In-house sourcing for the ingredients you need for a massive menu change keeps costs down and simplifies processes, which is important because introducing a new product across tens of thousands of stores is complicated. It’s easier to manipulate the supply chain when you know the suppliers are all working toward the same bottom line. It’s a delicate balance of marketing hype, logistics, and math. If it works, big money: Locos Tacos, for example, were a blockbuster success—a match made in corporate synergy heaven.
But failure could also come in several forms. Burger King could wind up diverting customers from hamburgers to hot dogs, a mishap that industry folks refer to as “cannibalizing” sales. Or, of course, people just don’t buy them. McDonald’s once peddled its McHotDogs in the UK, plus a couple small towns in the U.S. back in the 1960’s, for a limited time, but there wasn’t enough demand to keep it on the menu permanently. Wendy’s, on the other hand, seems to have had some success selling hot dogs in Australia, which come wrapped in pink sleeves covered in hearts and a side of cream cheese or something called “cheese butter.”
To avoid disasters, Burger King spent over a year testing its hot dogs in places like Salt Lake City and Kansas City—large metropolitan areas with a sizable number of customers but not as likely to draw hype—and people liked them. To reduce chaos in the kitchen, the company had employees grill the hot dogs the same way they already grill the hamburgers. And the condiments aren’t exactly new either—they’re already used for the hamburgers and fries.

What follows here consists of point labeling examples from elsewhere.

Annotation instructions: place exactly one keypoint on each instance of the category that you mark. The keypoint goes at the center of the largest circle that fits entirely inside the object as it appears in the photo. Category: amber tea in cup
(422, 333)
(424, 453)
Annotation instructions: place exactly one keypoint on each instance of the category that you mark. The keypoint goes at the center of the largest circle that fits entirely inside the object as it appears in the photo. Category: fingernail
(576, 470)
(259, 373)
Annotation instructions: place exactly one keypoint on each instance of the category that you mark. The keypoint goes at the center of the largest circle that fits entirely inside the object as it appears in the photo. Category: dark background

“The introduction of Grilled Dogs just made sense to our guests and for our brand,” said Alex Macedo, president of Burger King’s North America brand, in a statement. “We’re applying over 60 years of flame-grilling expertise with the Whopper sandwich to make Grilled Dogs the next great American icon.”
Lest you think the hot dog’s iconic days are in the past, BK is quick to point out that Americans eat more than 20 billion hot dogs a year, which came down to a solid $2.5 billion in 2014 alone, according to the National Hot Dog and Sausage Council (which, yes, is a real thing!). Those numbers seem likely to grow once Burger King joins in. With its massive distribution, Burger King will serve more hot dogs throughout the US than any other fast food chain. Even as food trends lead customers away from fast food, the conglomerate has maintained a massive and loyal customer base, which, unlike you Soylent chuggers, doesn’t go to Burger King for the low fat fries or the white meat. They go for the classic junk foods that were once the pride of the industry.

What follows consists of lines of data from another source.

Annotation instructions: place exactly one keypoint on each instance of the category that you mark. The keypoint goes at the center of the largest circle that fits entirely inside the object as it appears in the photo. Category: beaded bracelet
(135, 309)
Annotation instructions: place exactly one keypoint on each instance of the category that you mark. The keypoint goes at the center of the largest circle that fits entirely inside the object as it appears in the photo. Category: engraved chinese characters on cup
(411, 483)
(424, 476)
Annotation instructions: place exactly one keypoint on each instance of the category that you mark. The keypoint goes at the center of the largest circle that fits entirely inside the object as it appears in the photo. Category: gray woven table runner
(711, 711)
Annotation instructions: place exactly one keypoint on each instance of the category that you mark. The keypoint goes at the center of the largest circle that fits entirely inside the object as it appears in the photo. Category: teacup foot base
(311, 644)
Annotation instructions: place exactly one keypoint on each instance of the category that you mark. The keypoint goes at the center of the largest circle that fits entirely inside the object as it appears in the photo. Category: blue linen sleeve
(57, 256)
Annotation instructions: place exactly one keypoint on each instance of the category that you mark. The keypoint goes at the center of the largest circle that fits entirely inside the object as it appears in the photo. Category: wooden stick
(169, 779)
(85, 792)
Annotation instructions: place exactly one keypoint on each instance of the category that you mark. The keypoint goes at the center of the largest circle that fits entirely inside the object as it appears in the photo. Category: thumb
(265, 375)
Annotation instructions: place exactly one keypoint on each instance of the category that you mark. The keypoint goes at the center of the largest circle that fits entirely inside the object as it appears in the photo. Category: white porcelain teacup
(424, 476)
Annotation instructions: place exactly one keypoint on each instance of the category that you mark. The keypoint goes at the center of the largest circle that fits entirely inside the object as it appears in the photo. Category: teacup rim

“Every kid had an Oscar Mayer hot dog back in the day,” says Andrew Alvarez, a fast food analyst at IBISWorld. “Burger King thinks there’s a market for these more traditional fast foods that appeal to their core customers—they’re re-articulating something familiar.”
Whether the rest of the US is as charmed by the Americana of processed meats as Salt Lake remains to be seen. But it won’t take long to know one way or another. According to Alvarez and Thorn, if the Grilled Dog doesn’t take off immediately, it will likely get pulled before the year is over.